New clues for the long-term viability of geological carbon dioxide storage
The carbon dioxide (CO2) at the Bravo Dome gas field in New Mexico is volcanic in origin, and its emplacement began more than a million years ago, not 10 thousand years ago, as previously estimated. Averaged across the reservoir, only 20% of the CO2 has dissolved into the field's saline brine over 1.2 million years, while the rest remains as a free gas trapped by the cap-rock, suggesting that safe long-term storage in geological sites is viable.
This study documents the first field evidence for the safe long-term storage of very large amounts of CO2 in saline aquifers. This illustrates the feasibility of geological CO2 storage and informs policy makers on the requirements for carbon capture and storage technologies.
Carbon capture and geological storage is of critical importance to control the ever-increasing atmospheric CO2 levels from fossil fuel-based energy production. The strategy is to capture the CO2 at large point sources and sequester it into deep geological formations where it could dissolve into the saline brine and convert into minerals. Optimally, dissolution rates are studied in the field, because the spatial variability of geological reservoirs has a strong effect on the dissolution rates. It is, however, extremely hard to determine the CO2 dissolution rate from short-term injection pilot projects.

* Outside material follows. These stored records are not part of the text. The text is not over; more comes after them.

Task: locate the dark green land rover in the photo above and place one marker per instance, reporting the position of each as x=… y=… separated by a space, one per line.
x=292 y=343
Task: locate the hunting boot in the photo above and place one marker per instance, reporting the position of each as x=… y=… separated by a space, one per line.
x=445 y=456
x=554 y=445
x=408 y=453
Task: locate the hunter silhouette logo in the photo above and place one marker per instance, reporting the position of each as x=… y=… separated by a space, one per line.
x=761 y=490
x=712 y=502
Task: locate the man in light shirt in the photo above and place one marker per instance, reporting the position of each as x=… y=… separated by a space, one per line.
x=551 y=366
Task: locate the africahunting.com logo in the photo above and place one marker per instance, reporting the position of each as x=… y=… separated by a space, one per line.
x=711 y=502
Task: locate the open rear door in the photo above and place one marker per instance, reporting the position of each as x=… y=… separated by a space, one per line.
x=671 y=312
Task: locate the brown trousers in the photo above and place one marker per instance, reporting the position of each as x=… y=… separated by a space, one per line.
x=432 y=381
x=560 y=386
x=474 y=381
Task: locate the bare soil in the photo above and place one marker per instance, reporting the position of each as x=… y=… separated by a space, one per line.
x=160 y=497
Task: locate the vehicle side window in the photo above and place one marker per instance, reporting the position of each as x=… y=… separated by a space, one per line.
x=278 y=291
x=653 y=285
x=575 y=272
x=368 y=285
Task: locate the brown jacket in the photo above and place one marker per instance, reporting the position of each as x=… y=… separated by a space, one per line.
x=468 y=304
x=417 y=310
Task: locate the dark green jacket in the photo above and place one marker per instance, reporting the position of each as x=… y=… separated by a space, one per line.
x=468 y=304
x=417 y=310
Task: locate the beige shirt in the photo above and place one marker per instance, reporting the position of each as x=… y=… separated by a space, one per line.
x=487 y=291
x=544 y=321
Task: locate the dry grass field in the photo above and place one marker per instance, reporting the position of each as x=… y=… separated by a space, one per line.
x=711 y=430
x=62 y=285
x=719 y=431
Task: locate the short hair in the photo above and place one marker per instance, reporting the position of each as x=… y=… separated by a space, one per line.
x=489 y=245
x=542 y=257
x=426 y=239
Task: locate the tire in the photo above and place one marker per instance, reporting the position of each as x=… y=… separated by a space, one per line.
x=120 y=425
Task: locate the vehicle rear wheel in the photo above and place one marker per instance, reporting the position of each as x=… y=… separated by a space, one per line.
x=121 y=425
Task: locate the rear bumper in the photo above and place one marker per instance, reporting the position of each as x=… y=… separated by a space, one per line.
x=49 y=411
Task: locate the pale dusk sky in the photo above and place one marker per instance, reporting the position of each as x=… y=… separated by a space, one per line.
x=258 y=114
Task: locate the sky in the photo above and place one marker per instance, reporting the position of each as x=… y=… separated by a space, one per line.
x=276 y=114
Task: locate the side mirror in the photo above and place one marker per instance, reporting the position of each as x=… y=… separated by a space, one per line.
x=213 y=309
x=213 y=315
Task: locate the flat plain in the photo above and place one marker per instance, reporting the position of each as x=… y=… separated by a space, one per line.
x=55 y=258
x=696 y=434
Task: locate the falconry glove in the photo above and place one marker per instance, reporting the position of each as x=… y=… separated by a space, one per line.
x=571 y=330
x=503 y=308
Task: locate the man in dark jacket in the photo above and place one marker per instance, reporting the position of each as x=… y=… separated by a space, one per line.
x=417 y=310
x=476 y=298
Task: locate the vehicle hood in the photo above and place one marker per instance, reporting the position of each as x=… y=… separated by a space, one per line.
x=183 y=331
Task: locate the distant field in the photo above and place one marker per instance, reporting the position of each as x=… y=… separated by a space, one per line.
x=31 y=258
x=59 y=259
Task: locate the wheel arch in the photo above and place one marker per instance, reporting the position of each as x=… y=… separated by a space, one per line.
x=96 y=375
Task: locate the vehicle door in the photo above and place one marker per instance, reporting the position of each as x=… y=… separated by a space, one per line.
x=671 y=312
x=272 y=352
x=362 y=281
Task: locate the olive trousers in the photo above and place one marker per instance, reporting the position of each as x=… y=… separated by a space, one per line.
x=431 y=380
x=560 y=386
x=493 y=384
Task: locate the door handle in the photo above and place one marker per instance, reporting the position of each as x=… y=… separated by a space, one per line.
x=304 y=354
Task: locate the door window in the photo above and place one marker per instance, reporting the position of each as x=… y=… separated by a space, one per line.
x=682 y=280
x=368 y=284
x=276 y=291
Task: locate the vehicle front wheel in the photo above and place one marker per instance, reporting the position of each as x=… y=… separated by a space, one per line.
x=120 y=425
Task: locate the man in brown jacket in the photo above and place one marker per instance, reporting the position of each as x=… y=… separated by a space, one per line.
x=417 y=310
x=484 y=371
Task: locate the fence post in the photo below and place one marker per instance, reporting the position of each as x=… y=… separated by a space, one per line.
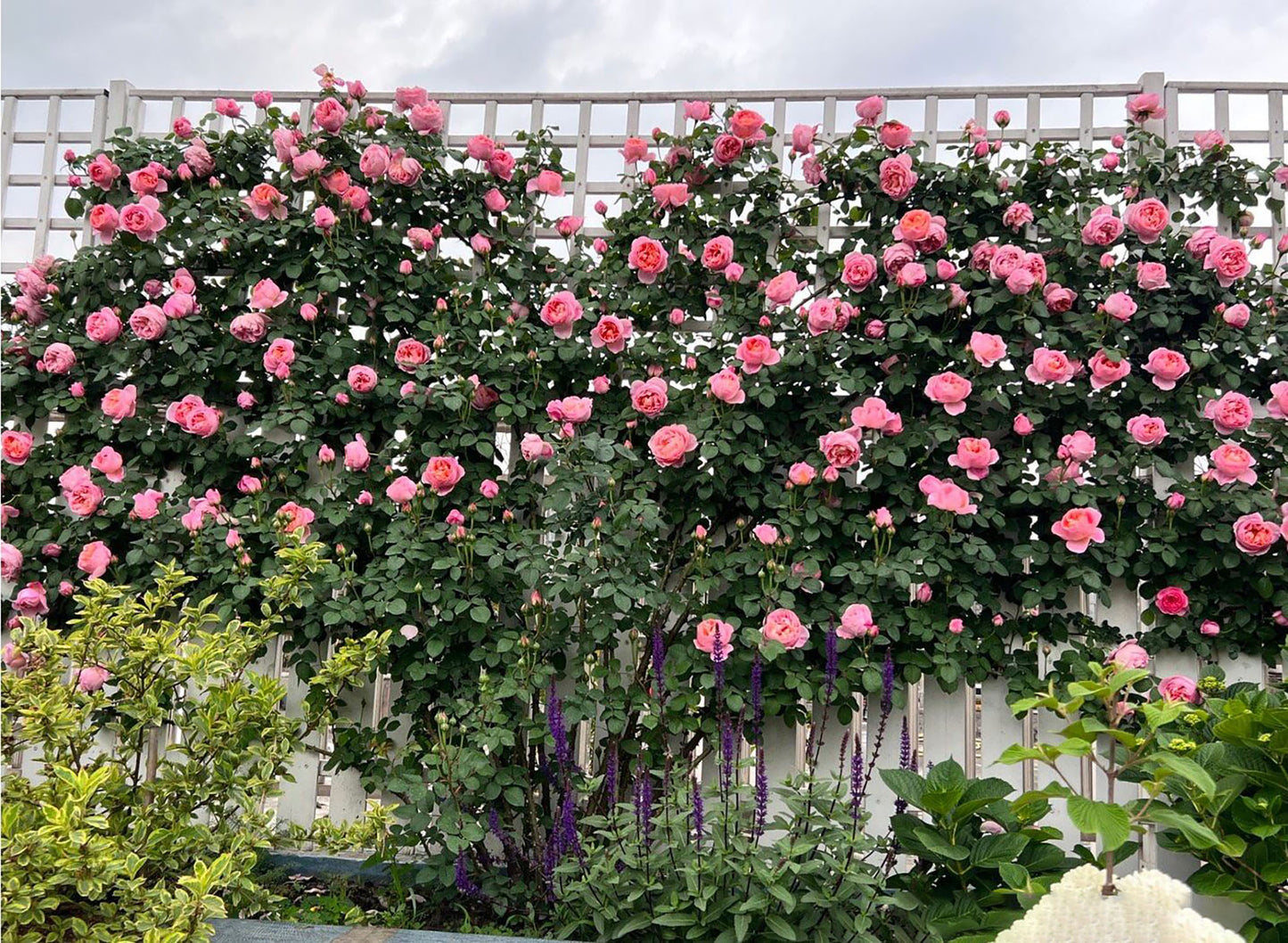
x=119 y=104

Scientists from the Center for Frontiers of Subsurface Energy Security, an Energy Frontier Research Center led by the University of Texas, Austin, exploited the Bravo Dome field as a natural laboratory to estimate the CO2 dissolution rates on millennial timescales. This gas field is unique because decades of complementary industry and academic data are available. By combining these two existing data bases and adding their own analyses that determine the heating of the reservoir by volcanic CO2, the researchers determined that the CO2 emplacement at Bravo Dome began about 1.2 to 1.5 million years ago. To their surprise, the researchers found that only 20% of the 1.6 gigatons (a typical coal-fired power plant could emit ~10 to 15 megatons of CO2 per year) of emplaced CO2 have dissolved into the brine over the last million years. Observations indicate that half of the dissolution occurred during emplacement, a result that suggests that careful design of CO2 injection can lead to significant dissolution early in the life of a storage project.
The study also provides evidence that dissolution continued after emplacement. Numerical studies suggest continued dissolution is due to a process known as convective dissolution, which has not been observed in the field before. These results therefore provide important conceptual support for simulation studies used to predict the long-term evolution of geological CO2 storage. Simulations generally predict fast convective dissolution of CO2 within 10,000 years. The slow average dissolution rates inferred at Bravo Dome are likely due to geological heterogeneity and highlight the importance of capturing heterogeneity in the prediction of CO2 dissolution rates.